Oklahoma City Firm Plans to Pioneer Drilling of Two-Mile Horizontal Well

Due to legislation that was part of Senate Bill 867, companies can now begin drilling two-mile long horizontal wells in non-shale rock layers in Oklahoma. As News OK first noted, Tapstone Energy, an Oklahoma-City based oil producer, plans to begin the process of drilling to such a length on its wells in Dewey County. Doing so would mark the firm as one of the first, if not the first, producers to do so since the legislature has been passed.

Firms have been drilling two-mile wells in shale rock since 2011, but this most recent approval enables producers to drill to such a length in all rock layers. Firms could begin drilling so called “long wells” as soon as Thursday, August 31, but Tapstone expects to be able to begin drilling proceedings towards the end of October after it has filed the appropriate paperwork with the Oklahoma Corporation Commission.

The firm is very enthusiastic about having the ability to drill long wells in all rock layers, as there are many benefits associated with being able to extend a horizontal well up to two miles. “It means a lot to us,” Bob Costello, Tapstone’s general counsel and vice president of land, told News OK. “We’re excited to see what happens.”

Part of the firm’s excitement is centered around the fact that having the ability to drill two-mile horizontal wells can potentially double the level of oil production in exchange for a considerably minimal increase in overall well cost. “Everything is improved through two-mile wells in terms of efficiencies and costs,” Costello stated. “This is going to be new ground for us drilling two miles in that type of rock. Our drilling people are confident it can go without a hitch.”

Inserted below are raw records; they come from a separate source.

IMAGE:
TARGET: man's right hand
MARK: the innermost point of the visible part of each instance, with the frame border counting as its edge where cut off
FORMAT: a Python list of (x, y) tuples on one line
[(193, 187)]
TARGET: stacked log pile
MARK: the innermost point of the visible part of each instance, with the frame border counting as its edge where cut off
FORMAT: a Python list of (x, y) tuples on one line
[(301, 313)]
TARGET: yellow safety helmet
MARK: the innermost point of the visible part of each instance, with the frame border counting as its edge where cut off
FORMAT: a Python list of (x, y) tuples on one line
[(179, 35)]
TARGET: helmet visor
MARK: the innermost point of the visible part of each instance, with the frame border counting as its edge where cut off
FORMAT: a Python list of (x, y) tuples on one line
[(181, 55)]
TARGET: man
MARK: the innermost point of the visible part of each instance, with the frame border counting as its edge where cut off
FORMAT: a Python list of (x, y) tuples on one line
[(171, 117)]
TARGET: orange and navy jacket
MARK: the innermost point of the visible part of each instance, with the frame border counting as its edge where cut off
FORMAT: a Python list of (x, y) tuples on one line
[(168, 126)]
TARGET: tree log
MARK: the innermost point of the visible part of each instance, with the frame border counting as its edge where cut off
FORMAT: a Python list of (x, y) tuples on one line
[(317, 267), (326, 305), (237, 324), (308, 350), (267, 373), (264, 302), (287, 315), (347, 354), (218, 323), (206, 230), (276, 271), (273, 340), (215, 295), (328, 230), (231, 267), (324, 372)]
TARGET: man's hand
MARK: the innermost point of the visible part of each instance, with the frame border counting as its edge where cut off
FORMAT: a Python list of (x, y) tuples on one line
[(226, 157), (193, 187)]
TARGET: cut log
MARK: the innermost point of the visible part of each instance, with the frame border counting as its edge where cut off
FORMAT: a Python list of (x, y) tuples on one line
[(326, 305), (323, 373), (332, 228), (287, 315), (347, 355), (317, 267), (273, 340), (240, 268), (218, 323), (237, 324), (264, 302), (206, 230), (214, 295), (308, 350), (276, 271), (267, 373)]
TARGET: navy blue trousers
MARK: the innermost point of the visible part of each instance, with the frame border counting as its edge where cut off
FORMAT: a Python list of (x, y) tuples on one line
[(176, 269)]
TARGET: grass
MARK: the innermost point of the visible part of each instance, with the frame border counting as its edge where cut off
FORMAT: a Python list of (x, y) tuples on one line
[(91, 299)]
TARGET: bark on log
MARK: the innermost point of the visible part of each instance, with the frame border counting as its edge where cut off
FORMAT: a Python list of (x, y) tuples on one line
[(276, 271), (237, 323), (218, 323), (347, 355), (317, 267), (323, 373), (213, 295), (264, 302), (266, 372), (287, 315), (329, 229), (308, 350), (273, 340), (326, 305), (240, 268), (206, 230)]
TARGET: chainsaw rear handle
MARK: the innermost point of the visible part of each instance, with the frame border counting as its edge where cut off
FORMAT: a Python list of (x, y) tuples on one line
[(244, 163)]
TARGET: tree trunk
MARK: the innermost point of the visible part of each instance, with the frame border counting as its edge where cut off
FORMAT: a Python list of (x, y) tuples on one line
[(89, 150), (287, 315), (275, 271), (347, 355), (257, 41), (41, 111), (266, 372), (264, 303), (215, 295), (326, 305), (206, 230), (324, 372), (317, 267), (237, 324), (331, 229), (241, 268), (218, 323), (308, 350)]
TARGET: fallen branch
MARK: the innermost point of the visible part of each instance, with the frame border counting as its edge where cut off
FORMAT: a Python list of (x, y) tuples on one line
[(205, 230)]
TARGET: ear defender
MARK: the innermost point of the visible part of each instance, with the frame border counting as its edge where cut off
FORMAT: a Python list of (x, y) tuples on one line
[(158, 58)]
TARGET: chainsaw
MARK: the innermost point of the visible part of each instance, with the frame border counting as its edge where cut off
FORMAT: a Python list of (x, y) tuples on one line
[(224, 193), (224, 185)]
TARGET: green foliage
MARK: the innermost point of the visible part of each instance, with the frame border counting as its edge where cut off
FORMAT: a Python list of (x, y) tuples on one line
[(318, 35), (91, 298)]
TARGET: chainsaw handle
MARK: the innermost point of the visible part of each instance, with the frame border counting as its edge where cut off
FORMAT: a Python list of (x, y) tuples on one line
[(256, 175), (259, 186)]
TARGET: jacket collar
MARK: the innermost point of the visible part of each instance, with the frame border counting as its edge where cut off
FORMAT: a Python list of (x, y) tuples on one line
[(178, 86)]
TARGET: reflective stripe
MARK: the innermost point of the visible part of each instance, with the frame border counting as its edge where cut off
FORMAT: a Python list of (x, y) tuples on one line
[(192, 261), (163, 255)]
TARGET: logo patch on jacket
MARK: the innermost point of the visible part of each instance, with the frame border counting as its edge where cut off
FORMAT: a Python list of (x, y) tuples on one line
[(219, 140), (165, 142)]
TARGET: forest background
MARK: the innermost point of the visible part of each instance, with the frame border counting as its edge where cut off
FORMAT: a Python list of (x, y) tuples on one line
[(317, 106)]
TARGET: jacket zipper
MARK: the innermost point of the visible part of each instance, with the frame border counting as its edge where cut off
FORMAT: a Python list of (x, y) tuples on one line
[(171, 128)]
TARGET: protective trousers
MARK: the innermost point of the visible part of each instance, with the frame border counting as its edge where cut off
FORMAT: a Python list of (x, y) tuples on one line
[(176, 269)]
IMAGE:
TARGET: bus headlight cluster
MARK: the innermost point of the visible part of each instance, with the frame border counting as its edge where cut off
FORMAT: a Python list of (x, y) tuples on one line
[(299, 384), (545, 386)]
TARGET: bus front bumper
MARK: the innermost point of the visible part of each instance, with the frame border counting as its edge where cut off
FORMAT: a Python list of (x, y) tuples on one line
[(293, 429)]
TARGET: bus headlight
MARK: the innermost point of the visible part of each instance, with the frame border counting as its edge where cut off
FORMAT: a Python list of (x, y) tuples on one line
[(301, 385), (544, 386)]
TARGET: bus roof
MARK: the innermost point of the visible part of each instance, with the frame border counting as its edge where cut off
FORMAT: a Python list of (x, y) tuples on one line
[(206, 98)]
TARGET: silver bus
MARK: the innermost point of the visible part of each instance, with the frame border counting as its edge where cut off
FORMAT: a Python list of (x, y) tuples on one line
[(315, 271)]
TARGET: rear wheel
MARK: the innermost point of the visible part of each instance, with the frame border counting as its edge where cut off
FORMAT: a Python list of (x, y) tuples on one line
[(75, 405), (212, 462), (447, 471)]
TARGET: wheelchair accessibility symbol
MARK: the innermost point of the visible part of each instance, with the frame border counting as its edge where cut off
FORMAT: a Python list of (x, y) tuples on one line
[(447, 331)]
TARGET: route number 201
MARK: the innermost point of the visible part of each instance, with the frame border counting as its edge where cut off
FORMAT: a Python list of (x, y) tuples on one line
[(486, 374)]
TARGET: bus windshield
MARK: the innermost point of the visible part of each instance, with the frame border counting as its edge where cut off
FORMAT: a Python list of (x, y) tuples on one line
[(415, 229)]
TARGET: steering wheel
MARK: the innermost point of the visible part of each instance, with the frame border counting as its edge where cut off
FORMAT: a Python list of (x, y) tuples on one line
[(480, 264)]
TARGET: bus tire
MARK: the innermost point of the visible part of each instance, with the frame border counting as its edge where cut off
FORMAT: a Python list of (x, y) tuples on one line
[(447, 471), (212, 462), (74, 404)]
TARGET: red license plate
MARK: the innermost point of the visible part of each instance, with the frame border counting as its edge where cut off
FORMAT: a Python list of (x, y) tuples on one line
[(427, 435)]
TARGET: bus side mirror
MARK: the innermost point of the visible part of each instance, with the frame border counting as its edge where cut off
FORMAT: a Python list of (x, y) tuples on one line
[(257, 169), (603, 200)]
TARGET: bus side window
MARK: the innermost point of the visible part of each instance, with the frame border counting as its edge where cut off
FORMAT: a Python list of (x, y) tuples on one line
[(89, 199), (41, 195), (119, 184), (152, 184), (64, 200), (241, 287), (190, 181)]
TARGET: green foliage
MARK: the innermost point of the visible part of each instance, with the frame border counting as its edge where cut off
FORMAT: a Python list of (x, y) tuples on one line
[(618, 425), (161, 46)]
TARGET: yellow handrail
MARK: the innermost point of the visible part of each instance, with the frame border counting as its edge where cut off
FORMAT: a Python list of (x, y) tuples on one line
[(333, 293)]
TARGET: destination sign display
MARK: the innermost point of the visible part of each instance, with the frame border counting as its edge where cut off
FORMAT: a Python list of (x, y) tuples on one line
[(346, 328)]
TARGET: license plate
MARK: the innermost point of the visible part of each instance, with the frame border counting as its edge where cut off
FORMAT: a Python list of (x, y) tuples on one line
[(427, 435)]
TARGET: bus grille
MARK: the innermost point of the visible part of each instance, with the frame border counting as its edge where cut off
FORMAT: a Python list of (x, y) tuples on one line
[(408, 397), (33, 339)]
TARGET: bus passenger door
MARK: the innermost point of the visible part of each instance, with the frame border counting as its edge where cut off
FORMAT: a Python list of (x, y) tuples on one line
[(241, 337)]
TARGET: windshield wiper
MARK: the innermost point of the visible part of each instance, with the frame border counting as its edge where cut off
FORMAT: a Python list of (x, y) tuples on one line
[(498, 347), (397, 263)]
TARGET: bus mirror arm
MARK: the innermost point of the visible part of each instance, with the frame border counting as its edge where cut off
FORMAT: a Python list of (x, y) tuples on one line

The president of the Oklahoma Independent Petroleum Associations, Tim Wigley, further expounded upon the benefits of the legislature for both the industry and the state economy. “It’s going to be great for the state and great for the industry. When rigs are up and active, that’s what fuels the economy in this state. That’s when hotels are filled and restaurants are filled and people are buying new trucks.”

The Oklahoma Oil and Gas Association also recently commissioned a study which uncovered the fact that job creation and economic output increase by 40 percent when companies are enabled to drill longer well. In other words, the state of Oklahoma becomes a more attractive investment opportunity for a variety of industries due to the uptick in overall productive activity.